A federal judge dismissed lawsuits in the case, saying the detainees could not pursue the matter in U.S. courts because the military base was outside the nation’s sovereign territory. The U.S. Circuit Court of Appeals for the District of Columbia agreed in March, saying Cuba and not the United States had sovereignty over Guantanamo Bay.

It will be the first Supreme Court test of President Bush’s war on terrorism.

Oral arguments will be heard this spring. A final ruling, which could set precedent for the judiciary’s role in reviewing government actions during the war, is expected by July. The Supreme Court combined the lawsuits into a single appeal for the spring hearing.

The Bush administration issued no immediate comment.

The American Center for Law and Justice said it will file a friend of the court, or amicus, brief supporting the government, saying the “United States is permitted to take action to protect the safety and security of all Americans.”

In its written order, the Supreme Court said it would decide whether U.S. courts “lack jurisdiction to consider challenges to the legality of the detention of foreign nationals captured abroad in connection with hostilities and incarcerated at the Guantanamo Bay Naval Base, Cuba.”

The detainees, seized after the September 11 attacks, are considered enemy combatants, not prisoners of war who would be entitled to protection under international law.

Attorneys for the detainees, who filed lawsuits on behalf of the New York-based Center for Constitutional Rights (CCR), said international law and the U.S. Constitution do not allow indefinite detention without providing those detained with basic protections. They also said their clients “are not, and have never been, members of Al Qaeda or any other terrorist group.”

The CCR attorneys asked the justices Sept. 1 to review the appeals court decision in cases involving British citizens Shafig Rasul and Asif Iqbal and Australian David Hicks, detained since January 2002. They said the men had not been permitted to talk with counsel and were unaware of the lawsuits.

Several retired military officers who also asked the court to review the cases said they were pleased by the ruling.

“The United States is presented with a wonderful opportunity to demonstrate to both our allies and our enemies what the rule of law really means,” retired Rear Adm. John D. Hutson said. “We dare not fail. This is too important.”

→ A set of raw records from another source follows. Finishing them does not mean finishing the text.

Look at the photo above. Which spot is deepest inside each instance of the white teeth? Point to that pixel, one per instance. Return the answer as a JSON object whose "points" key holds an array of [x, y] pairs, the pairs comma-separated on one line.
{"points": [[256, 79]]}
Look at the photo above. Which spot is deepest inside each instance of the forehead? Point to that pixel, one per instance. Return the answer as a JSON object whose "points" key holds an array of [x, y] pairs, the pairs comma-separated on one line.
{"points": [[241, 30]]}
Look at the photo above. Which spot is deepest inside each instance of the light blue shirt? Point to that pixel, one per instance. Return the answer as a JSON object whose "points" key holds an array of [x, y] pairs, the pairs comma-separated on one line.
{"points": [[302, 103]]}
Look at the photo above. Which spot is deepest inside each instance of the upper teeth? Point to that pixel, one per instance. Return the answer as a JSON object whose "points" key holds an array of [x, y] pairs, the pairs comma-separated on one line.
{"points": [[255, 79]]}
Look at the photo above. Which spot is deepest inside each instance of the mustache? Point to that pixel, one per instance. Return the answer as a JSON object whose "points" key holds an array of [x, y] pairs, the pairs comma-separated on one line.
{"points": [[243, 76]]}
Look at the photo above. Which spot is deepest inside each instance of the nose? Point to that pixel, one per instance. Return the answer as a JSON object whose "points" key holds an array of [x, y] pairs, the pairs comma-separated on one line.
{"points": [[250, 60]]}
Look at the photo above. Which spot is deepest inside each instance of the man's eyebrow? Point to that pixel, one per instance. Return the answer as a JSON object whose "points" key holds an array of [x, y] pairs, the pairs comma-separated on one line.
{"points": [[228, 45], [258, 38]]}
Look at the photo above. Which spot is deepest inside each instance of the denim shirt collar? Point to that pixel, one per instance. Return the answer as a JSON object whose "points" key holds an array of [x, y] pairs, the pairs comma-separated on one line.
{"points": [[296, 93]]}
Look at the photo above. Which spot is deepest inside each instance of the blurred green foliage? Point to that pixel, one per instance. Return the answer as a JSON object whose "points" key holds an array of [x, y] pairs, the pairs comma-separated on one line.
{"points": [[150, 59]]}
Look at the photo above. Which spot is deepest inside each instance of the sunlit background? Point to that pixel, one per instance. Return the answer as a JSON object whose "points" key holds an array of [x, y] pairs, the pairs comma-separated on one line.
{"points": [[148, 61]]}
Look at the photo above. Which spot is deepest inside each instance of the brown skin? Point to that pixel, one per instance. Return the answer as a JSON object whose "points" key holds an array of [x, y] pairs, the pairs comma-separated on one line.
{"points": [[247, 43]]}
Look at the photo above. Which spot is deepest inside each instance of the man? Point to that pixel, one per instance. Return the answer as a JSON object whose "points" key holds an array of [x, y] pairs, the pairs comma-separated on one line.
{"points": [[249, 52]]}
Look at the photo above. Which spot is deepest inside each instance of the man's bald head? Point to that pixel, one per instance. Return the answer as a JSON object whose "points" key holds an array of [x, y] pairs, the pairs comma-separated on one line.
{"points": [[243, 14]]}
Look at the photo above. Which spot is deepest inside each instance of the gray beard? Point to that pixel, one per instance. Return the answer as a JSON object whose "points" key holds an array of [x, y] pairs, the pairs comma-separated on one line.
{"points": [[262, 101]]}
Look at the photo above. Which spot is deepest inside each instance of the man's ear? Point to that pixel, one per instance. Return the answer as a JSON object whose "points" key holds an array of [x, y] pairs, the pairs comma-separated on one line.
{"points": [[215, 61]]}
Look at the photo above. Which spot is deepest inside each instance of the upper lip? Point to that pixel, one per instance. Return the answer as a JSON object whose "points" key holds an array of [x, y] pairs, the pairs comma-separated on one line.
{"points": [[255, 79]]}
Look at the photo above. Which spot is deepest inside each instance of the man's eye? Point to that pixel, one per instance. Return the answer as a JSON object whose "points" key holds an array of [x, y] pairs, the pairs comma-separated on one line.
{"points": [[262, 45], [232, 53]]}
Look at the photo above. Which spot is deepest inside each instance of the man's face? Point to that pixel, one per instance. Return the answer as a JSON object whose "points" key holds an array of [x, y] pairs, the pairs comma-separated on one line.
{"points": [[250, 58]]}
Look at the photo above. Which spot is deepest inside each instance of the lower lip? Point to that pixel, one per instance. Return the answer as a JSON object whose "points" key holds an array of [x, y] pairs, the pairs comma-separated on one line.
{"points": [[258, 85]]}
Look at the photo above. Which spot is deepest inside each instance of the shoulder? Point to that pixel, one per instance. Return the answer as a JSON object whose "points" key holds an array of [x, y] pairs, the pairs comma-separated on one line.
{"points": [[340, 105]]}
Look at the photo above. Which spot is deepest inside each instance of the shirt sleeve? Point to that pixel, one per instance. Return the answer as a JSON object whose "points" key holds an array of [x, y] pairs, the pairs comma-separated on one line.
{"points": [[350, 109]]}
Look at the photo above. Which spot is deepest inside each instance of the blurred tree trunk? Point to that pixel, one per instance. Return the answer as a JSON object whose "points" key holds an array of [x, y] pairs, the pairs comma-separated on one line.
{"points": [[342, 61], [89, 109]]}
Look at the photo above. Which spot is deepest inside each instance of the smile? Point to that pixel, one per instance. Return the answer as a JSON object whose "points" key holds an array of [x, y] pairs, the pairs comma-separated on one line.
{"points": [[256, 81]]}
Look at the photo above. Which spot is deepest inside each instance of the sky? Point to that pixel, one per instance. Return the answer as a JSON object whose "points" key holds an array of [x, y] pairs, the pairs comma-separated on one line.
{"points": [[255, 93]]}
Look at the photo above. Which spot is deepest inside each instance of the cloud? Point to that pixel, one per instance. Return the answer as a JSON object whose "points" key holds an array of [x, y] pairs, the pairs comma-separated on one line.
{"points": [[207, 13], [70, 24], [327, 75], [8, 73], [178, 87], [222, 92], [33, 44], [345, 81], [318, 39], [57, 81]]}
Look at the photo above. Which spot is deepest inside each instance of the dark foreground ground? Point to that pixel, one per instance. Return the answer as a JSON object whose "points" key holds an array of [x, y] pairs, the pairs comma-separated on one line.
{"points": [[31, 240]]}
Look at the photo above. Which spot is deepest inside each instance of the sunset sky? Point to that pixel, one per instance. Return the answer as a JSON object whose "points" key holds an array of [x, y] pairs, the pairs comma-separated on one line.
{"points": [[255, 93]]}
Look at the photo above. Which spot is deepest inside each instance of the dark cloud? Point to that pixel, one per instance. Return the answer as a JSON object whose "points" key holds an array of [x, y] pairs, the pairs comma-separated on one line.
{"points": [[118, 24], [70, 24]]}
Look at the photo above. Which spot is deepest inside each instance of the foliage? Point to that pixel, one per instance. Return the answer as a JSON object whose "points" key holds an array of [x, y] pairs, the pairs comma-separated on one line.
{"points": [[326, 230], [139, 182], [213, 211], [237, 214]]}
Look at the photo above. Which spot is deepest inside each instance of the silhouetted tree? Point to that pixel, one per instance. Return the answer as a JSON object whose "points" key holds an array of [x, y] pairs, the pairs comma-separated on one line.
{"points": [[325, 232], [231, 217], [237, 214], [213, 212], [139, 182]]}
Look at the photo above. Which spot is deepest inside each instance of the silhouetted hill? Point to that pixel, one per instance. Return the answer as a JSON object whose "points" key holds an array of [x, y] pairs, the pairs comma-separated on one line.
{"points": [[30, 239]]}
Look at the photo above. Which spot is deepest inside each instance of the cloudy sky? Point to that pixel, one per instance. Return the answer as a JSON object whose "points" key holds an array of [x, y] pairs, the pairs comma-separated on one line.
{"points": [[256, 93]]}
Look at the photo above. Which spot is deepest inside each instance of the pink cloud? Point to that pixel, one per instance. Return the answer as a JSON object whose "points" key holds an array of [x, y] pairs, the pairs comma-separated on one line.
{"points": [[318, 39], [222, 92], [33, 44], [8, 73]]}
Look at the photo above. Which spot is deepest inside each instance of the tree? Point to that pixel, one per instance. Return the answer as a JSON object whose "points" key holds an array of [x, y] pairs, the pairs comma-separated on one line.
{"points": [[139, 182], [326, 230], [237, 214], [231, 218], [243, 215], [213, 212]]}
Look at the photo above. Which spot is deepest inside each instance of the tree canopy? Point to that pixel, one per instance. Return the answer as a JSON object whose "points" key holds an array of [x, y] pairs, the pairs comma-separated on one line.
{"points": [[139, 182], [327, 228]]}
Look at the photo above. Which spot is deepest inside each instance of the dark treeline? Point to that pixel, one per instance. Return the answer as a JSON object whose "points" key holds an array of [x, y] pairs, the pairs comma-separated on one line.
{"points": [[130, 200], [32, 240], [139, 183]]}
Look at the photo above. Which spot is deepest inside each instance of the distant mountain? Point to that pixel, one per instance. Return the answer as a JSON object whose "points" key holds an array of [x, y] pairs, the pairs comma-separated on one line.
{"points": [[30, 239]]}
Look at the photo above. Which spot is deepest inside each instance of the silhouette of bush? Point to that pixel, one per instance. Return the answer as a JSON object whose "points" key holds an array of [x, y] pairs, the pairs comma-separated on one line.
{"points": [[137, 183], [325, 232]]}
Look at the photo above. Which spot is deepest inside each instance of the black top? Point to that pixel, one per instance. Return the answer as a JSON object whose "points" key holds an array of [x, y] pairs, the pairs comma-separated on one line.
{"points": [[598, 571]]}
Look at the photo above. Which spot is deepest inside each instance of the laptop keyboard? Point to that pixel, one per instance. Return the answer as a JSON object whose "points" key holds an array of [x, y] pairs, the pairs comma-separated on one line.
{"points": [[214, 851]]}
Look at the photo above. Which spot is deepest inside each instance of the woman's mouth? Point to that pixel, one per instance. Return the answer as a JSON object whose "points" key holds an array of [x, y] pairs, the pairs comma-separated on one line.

In their brief, the officers said the United States was violating its own military regulations and the Geneva Convention by not holding hearings to determine the prisoners’ status. They said that decision put U.S. military prisoners at greater risk in future conflicts.

The decision was hailed by several civil rights organizations, including Amnesty International, which described treatment of the Guantanamo detainees as “a human rights scandal.”

Solicitor General Theodore B. Olson, whose wife, Barbara, was killed in the September 11 attacks, had urged the high court not to hear the case. He said the appeals court properly determined that “aliens detained by the military abroad” have only those rights “determined by the executive and the military, and not the courts.”

In other action, the high court declined without comment to hear an appeal from the Illinois-based Global Relief Foundation, an Islamic charity whose assets were frozen after September 11. The charity, the second-largest Islamic relief group in the United States, has been linked to al Qaeda.